Monongahela

‘Jesus,’ I said. ‘At least give me a whiskey.”A spoon full of medicine makes the sugar go down.’ She laughed then, and I sat down at the kitchen table.I looked out the window. I heard the ice cubes rattle around a tumbler. The moonlight stumbled over the window sill and across the kitchen table. The short glass of Wild Turkey stood in a trapezoid of moonlight on the table. The morning newspaper was in a roll, and I took off the rubber band, and unfurled the front page. I took a drink off the whiskey. The coffee pot percolated. I took another drink and prayed.

‘Dear Lord,’ I prayed like an old Nazarene mother. ‘Dear Lord,’ I said and balled my hands together. ‘We know that you love us, and want what is best for us.’ I trembled then. ‘And so, I pray for the apocalypse. We are all cocked-up.’ I had some more whiskey. ‘Please Lord come to man in a terrible and fiery visage. Bring the apocalypse.’ I took another drink for myself, and one for God, and that finished the whiskey. The coffee finished with a loud gurgle. I had a coffee and read the newspaper, and smoked. The paper was full of terror, pain, and confusion, and all the excellent things we planned. I was immune to any feelings about it. I read a story about trapped miners.

To the mines! Tell you the Duke it is not so good to come to the mines…

I wished then to be free and easy, and had a memory of a certain time and I shook a little. I remembered a walk along the Buffalo creek with a young woman, and how she came to me in my bed that night.

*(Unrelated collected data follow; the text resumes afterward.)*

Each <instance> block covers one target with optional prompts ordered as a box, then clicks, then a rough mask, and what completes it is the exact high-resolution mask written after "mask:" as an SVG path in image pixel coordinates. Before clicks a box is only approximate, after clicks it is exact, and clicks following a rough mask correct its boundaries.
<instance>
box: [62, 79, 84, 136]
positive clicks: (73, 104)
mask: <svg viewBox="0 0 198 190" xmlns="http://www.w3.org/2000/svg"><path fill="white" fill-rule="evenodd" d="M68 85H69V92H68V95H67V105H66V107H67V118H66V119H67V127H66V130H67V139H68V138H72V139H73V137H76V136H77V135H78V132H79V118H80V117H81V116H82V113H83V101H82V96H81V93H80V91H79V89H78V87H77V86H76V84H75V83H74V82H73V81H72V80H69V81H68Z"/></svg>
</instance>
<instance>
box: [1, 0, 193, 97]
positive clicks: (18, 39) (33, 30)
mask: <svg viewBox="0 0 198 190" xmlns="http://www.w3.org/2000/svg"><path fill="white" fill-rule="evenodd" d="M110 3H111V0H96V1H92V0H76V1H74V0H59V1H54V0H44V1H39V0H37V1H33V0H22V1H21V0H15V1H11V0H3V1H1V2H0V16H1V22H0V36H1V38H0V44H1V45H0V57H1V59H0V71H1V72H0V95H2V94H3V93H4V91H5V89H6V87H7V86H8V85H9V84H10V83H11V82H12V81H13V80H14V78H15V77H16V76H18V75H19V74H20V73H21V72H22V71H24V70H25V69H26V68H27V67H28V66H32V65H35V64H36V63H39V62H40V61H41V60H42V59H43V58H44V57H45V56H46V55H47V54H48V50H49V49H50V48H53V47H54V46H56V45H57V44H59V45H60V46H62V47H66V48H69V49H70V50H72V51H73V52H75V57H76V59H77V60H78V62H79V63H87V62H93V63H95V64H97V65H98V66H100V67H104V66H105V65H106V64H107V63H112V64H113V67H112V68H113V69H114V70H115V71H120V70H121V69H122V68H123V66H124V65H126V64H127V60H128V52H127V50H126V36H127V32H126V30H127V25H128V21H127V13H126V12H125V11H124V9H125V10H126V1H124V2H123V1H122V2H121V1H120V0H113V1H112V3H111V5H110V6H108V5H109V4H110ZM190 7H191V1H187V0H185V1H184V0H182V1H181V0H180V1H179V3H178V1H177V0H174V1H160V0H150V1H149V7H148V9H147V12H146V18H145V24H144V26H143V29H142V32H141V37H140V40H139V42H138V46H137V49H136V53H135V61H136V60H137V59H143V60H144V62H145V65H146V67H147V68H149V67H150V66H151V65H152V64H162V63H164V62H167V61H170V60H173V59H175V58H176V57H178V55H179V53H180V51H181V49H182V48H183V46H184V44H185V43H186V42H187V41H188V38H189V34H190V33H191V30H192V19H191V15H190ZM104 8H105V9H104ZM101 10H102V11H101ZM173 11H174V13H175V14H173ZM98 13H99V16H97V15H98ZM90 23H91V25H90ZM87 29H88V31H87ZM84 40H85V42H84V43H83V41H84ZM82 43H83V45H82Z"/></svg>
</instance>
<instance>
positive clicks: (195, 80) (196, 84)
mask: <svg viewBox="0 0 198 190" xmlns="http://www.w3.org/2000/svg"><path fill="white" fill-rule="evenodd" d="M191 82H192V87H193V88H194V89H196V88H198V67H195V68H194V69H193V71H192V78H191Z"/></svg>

The room in Sanduskey was small and hot. The room was shaped like a shoe box. The room was in an old hotel that operated when Sanduskey was a popular watering hole. The window was open and a fan slowly rotated. Rain fell down. My belongings were packed in a case and my papers in an engineers bag. I sat on the bed and lit a cigarette and let the match drop to the floor. The match left a black mark upon the green paint on the floor. I waited upon Madeliene. I smoked a cigarette and drank a whiskey. Madeliene came and knocked on the door. The rains came down hard, and the clouds rolled in over the lake. There was a lightening storm out over the lake. The sky was dark and there were no stars. The lightening forked over the lake. The storm was many miles out. The storm went for hours and ended abruptly. Madeliene returned from running. I saw through her shirt. Her t-shirt was wrapped to her body. Like a gauze. She was flushed and sweaty. She started the shower and undressed. Her middle name is Naoko, I thought, and promised to myself to always remember. I thought of a green coolness and the shelter of leaves.

I drank my coffee and read the paper. I saved the cross word puzzle to the end.